24.03.2003 | 00:00

Retz: Neuer Kreisverkehr bewährt sich

Unfälle drastisch gesenkt

Der Kreisverkehr in Retz, der im Herbst des vergangenen Jahres an der Kreuzung B 303 mit der Landesstraße L 1026 und einer Gemeindestraße errichtet wurde, bewährt sich: Verkehrssicherheit und Verkehrsfluss wurden dadurch deutlich gehoben.

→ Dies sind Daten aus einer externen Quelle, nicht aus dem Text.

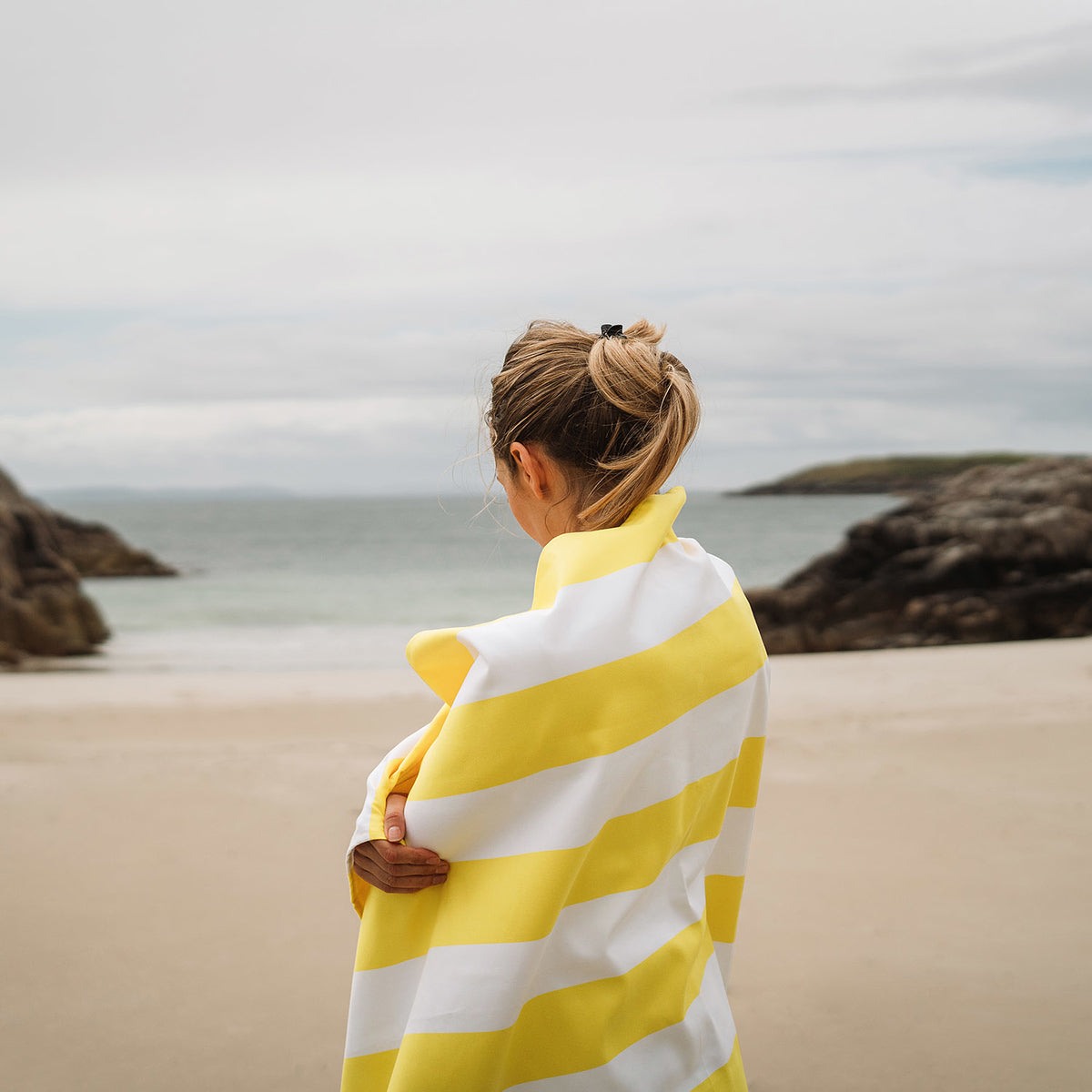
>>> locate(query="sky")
[0,0,1092,493]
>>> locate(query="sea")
[51,492,901,672]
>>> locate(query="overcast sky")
[0,0,1092,492]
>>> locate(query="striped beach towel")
[342,488,769,1092]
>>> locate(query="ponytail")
[486,318,700,530]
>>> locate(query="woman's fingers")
[353,793,448,891]
[353,839,448,891]
[353,861,448,895]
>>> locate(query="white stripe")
[452,539,735,705]
[346,724,428,875]
[509,956,736,1092]
[345,956,425,1058]
[709,808,754,875]
[713,940,735,987]
[346,841,716,1057]
[405,670,765,861]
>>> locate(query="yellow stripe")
[355,743,736,971]
[404,584,765,799]
[406,486,686,704]
[340,1050,399,1092]
[693,1036,747,1092]
[728,736,765,808]
[705,875,743,944]
[345,921,713,1092]
[531,486,686,611]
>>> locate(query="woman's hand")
[353,793,448,894]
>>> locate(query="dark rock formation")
[0,462,174,664]
[47,509,178,577]
[748,457,1092,653]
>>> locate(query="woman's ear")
[508,443,557,499]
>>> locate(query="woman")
[342,320,768,1092]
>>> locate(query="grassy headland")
[730,451,1041,496]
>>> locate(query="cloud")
[726,22,1092,115]
[0,0,1092,490]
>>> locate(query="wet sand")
[0,639,1092,1092]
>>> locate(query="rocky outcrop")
[0,462,174,664]
[47,509,178,577]
[748,458,1092,653]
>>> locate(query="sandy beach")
[0,639,1092,1092]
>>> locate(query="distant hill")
[731,451,1057,497]
[37,485,298,504]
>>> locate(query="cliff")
[0,462,175,664]
[748,457,1092,652]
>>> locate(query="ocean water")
[55,492,899,672]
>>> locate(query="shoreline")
[0,638,1092,1092]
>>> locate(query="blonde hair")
[485,318,700,530]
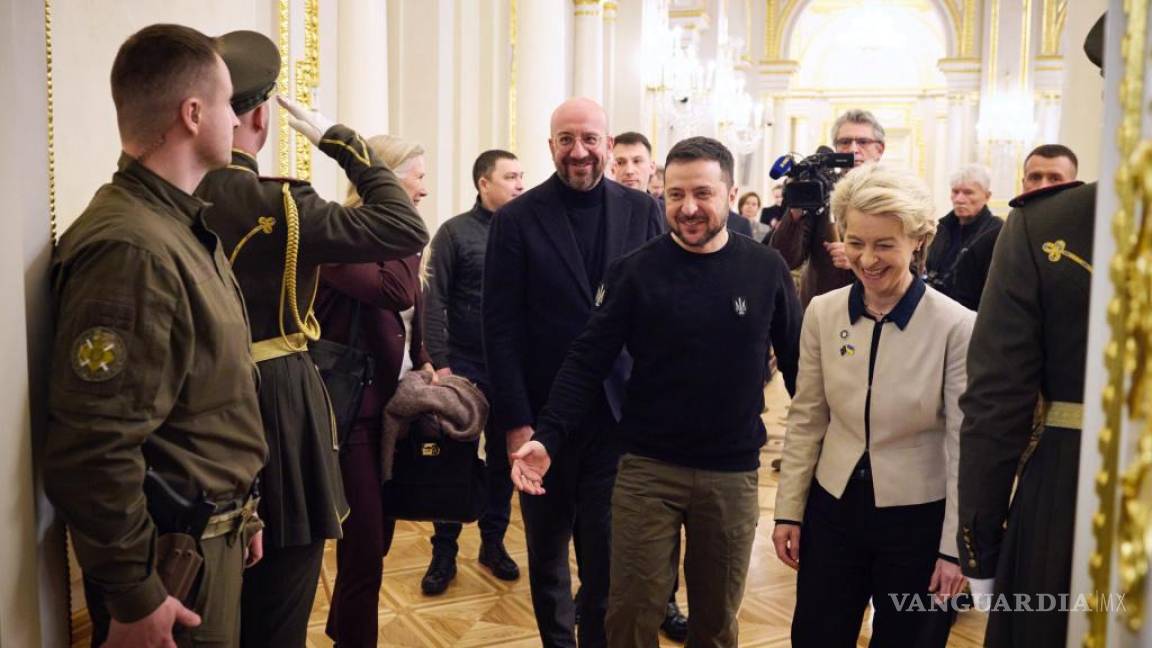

Durch die ständig steigende Verkehrsbelastung musste die B 35 (Retzer Straße) immer mehr überörtlichen Verkehr aufnehmen. Der Verkehr stieg im Zeitraum zwischen 1990 und 2000 um 56 Prozent. Aber auch die vom Kreisverkehr betroffene Landesstraße 1026 ist eine wichtige Verbindung von Retz zur B 303. Der vierte Ast des Kreisverkehrs ist die Rupert Rockenbauer Straße. Über diese Gemeindestraße wird der gesamte örtliche Verkehr inklusive dem Linienbusverkehr zu den Schulen abgewickelt.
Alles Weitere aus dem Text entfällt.